Official PyTorch implementation for "Mixed supervision for surface-defect detection: from weakly to fully supervised learning"

Overview

Mixed supervision for surface-defect detection: from weakly to fully supervised learning [Computers in Industry 2021]

Official PyTorch implementation for "Mixed supervision for surface-defect detection: from weakly to fully supervised learning" published in journal Computers in Industry 2021.

The same code is also an offical implementation of the method used in "End-to-end training of a two-stage neural network for defect detection" published in International Conference on Pattern Recognition 2020.

Citation

Please cite our Computers in Industry 2021 paper when using this code:

@article{Bozic2021COMIND,
  author = {Bo{\v{z}}i{\v{c}}, Jakob and Tabernik, Domen and 
  Sko{\v{c}}aj, Danijel},
  journal = {Computers in Industry},
  title = {{Mixed supervision for surface-defect detection: from weakly to fully supervised learning}},
  year = {2021}
}

How to run:

Requirements

Code has been tested to work on:

  • Python 3.8
  • PyTorch 1.6, 1.8
  • CUDA 10.0, 10.1
  • using additional packages as listed in requirements.txt

Datasets

You will need to download the datasets yourself. For DAGM and Severstal Steel Defect Dataset you will also need a Kaggle account.

  • DAGM available here.
  • KolektorSDD available here.
  • KolektorSDD2 available here.
  • Severstal Steel Defect Dataset available here.

For details about data structure refer to README.md in datasets folder.

Cross-validation splits, train/test splits and weakly/fully labeled splits for all datasets are located in splits directory of this repository, alongside the instructions on how to use them.

Using on other data

Refer to README.md in datasets for instructions on how to use the method on other datasets.

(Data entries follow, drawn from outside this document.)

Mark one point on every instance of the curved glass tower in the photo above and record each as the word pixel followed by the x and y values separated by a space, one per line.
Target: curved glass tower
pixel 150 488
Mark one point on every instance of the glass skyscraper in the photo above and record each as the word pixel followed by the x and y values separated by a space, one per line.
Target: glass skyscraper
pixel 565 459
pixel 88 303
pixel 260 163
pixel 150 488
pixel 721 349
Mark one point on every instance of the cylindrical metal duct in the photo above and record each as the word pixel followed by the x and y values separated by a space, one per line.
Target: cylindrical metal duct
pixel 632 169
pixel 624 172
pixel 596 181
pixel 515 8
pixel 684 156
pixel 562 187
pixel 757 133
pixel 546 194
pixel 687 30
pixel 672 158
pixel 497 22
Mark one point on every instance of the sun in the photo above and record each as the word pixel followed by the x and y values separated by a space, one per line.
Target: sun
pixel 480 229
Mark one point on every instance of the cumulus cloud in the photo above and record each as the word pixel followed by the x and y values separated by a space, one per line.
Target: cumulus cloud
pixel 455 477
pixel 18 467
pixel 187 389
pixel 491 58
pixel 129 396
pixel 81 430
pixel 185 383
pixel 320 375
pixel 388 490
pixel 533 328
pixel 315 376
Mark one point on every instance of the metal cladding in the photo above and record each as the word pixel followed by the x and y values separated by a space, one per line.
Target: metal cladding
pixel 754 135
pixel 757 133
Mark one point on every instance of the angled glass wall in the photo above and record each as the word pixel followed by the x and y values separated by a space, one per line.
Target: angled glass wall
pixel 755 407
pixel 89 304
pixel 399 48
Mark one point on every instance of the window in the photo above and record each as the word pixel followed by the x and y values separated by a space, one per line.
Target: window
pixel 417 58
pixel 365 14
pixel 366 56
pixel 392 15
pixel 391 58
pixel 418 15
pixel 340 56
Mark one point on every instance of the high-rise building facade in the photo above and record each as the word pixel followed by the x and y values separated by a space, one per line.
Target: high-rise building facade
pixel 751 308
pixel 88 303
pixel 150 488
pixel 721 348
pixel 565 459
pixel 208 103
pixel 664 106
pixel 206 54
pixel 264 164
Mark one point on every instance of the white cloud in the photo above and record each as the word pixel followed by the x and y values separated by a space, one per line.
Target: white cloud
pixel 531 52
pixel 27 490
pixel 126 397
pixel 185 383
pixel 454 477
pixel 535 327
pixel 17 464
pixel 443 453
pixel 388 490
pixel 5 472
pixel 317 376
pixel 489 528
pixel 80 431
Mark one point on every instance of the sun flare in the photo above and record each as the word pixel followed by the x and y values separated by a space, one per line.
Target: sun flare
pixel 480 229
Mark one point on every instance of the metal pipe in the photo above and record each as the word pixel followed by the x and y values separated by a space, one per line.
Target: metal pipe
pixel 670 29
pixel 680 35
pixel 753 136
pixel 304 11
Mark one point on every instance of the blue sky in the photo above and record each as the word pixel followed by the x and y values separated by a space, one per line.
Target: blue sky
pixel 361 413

Demo - fully supervised learning

To run fully supervised learning and evaluation on all four datasets run:

./DEMO.sh
# or by specifying multiple GPU ids 
./DEMO.sh 0 1 2

Results will be written to ./results folder.

Replicating paper results

To replicate the results published in the paper run:

./EXPERIMENTS_COMIND.sh
# or by specifying multiple GPU ids 
./EXPERIMENTS_COMIND.sh 0 1 2

To replicate the results from ICPR 2020 paper:

@misc{Bozic2020ICPR,
    title={End-to-end training of a two-stage neural network for defect detection},
    author={Jakob Božič and Domen Tabernik and Danijel Skočaj},
    year={2020},
    eprint={2007.07676},
    archivePrefix={arXiv},
    primaryClass={cs.CV}
}

run:

./EXPERIMENTS_ICPR.sh
# or by specifying multiple GPU ids 
./EXPERIMENTS_ICPR.sh 0 1 2

Results will be written to ./results-comind and ./results-icpr folders.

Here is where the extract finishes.